3.1.1 SIMD alignment and fftw_malloc

SIMD, which stands for "Single Instruction Multiple Data," is a set of special operations supported by some processors to perform a single operation on several numbers (usually 2 or 4) simultaneously. SIMD floating-point instructions are available on several popular CPUs: SSE/SSE2 (single/double precision) on Pentium III/IV and higher, 3DNow! (single precision) on the AMD K7 and higher, and AltiVec (single precision) on the PowerPC G4 and higher. FFTW can be compiled to support the SIMD instructions on any of these systems.

A program linking to an FFTW library compiled with SIMD support can obtain a nonnegligible speedup for most complex and r2c/c2r transforms. In order to obtain this speedup, however, the arrays of complex (or real) data passed to FFTW must be specially aligned in memory (typically 16-byte aligned), and often this alignment is more stringent than that provided by the usual malloc (etc.) allocation routines.

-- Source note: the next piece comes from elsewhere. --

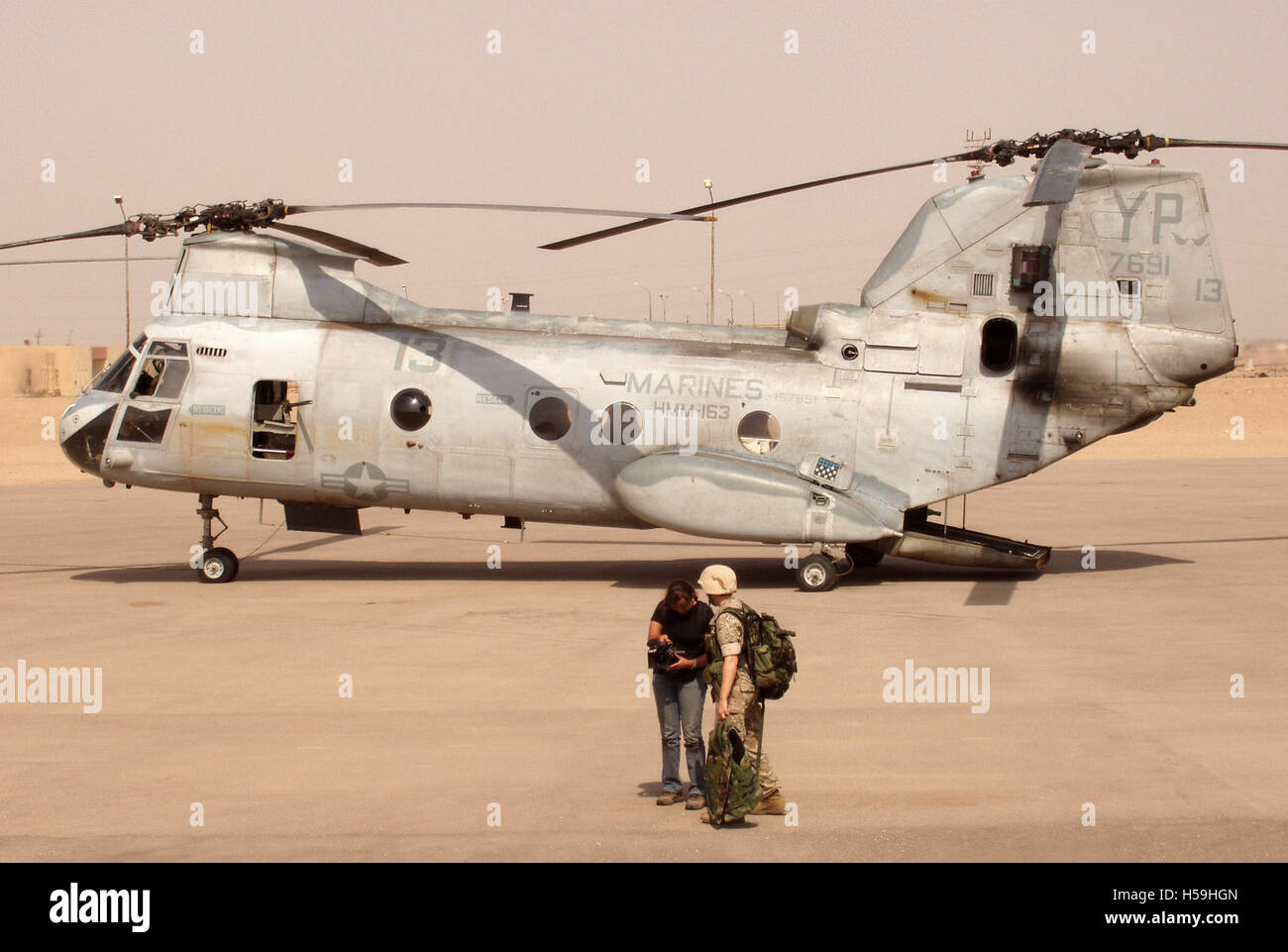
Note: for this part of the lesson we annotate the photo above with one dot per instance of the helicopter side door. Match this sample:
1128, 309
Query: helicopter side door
278, 437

In order to guarantee proper alignment for SIMD, therefore, in case your program is ever linked against a SIMD-using FFTW, we recommend allocating your transform data with fftw_malloc and de-allocating it with fftw_free. These have exactly the same interface and behavior as malloc/free, except that for a SIMD FFTW they ensure that the returned pointer has the necessary alignment (by calling memalign or its equivalent on your OS).

You are not required to use fftw_malloc. You can allocate your data in any way that you like, from malloc to new (in C++) to a static array declaration. If the array happens not to be properly aligned, FFTW will not use the SIMD extensions.